Farce is known for its outrageous plots strewn throughout with ludicrous circumstances, in which it is actually better if you don’t try to make sense of the plot because they often don’t make sense. If the characters were to slow down and logically think out what was happening, the whole storyline could often be avoided. Because of this it is essential that farce be performed at a quick pace. That way the cavalcade of events avalanche into one another so completely that the outrageous becomes believable simply because no one has time to logically dissect what just happened. The subsequent action becomes the reaction for what came before.

The other key component to farce is that the actors – not the characters, they can be flustered, but the actors have to make it look easy. Like the Harlem Globe Trotters, if the audience can see the performers prepping for the next bit, all of the magic is lost. Every successive curve ball thrown at them needs to be as much of a surprise to the character as it is to the audience. Unfortunately, the pacing of Group Rep’s “Hotel Paradiso” is stop and go, and the cast is working for every line.

Van Boudreaux and Gina Yates

Van Boudreaux and Gina Yates

There are a few moments that live up to true farce, and a few of the actors turn in respectable performances. Van Boudreaux as Benedict Boniface is fabulously expressive and his takes to the audience are perfectly timed, and Andrew Bourgeois is wonderfully awkward and oblivious as Maxime. However, by and large this cast feels under-rehearsed, and painfully so. The pacing is stilted, cues are dropped right and left, many of the actors appear to be uncomfortable in their business and those affecting an accent have trouble hanging on to them. There is even a discrepancy as to the pronunciation of names from one character to the next.

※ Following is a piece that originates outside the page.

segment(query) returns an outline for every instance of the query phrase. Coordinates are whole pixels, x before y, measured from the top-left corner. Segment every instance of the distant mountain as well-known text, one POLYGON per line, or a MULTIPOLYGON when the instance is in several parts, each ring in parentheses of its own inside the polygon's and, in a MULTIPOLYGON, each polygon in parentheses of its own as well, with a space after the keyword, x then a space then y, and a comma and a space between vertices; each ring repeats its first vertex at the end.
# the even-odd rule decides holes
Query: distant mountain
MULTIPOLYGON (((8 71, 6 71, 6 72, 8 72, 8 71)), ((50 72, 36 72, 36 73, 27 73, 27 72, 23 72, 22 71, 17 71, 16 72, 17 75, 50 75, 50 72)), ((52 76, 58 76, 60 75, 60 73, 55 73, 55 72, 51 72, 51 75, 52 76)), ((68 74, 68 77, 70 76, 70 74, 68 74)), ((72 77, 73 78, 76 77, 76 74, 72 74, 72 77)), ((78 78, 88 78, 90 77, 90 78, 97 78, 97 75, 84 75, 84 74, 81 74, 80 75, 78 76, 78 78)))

At the end, where there are several instances where the entire cast speaks the same line, the pacing slows further still and the actors obviously look to one another to try to stay in sync. This lack of crispness and polish creates a very long evening at the theatre stretching the run time of this production to two hours and 45 minutes (including the two intermissions).

Good farce is like a tidal wave. Your best bet is to enjoy the ride because no matter what, you’re going to get swept up in the commotion. This production is more akin to a mountain stream. You can easily stand up and make your way to the shore. Or, never leave the shore in the first place.